雑木林に浮き上がるヤマザクラ

 野生のサクラが咲き始めると、雑木林にこんもりした樹形が浮き上がる。何本か一望できる所では白から茶褐色のようなものまで色合いが多彩。その多くは花と葉が同時に展開するヤマザクラ(山桜)だ。
 バラ科サクラ属の落葉高木で高さ10~15メートル。葉腋から散房状に2~5個の花は、直径3センチぐらいの5弁。長さ1センチぐらいの柄がある。つぼみの時は淡紅色で、開いたときは白く先端に少し淡紅が残る。数10本ある雄しべの花糸は白から淡紅、紅色と徐々に変わる。葉の色も新芽は赤、茶、黄、緑と変異が多く、広がるにしたがって緑に変わる。数日経って見直すと、花と葉の色の移り変わりが楽しめる。6月頃、黒く熟すサクランボは大きさ8ミリぐらいで食用には向かない。
 サクラはキクと並び日本の国花として国民に愛されている。今、桜の名所といえばソメイヨシノとカワヅザクラが主流。古くは桜といえばヤマザクラを指し、万葉集で詠われた桜はヤマザクラ。緻密な木肌は加工性に優れ、「真桜」「本桜」といって建築、家具、器具に使われる。カバやミズメを用いた「サクラ材」や外国産の「チェリー材」とは明確に区別される。樹皮は工芸、細工、花は桜茶、葉は桜餅と今でも生活に役立っている。

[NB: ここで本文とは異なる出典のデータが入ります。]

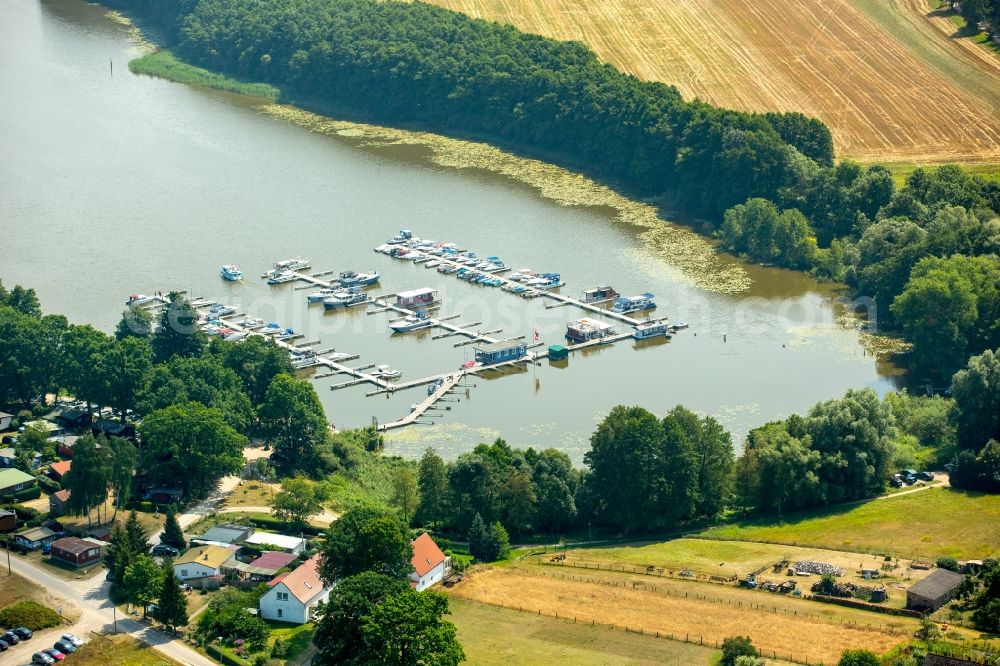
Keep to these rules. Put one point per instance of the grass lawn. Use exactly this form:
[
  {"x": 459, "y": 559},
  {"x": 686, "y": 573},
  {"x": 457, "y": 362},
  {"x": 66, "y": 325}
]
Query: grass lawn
[
  {"x": 928, "y": 524},
  {"x": 492, "y": 635},
  {"x": 120, "y": 650},
  {"x": 252, "y": 493}
]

 市原ではマメザクラ(豆桜)、オオシマザクラ(大島桜)、カスミザクラ(霞桜)という種類も見られる。数が少なく、近くに寄らなければ見分け難い。国府が置かれた時代も咲いていたであろうヤマザクラが、今も普通に見られるのは市原の自然が豊かな証。古い歴史とともにいつまでも大切に残していきたい。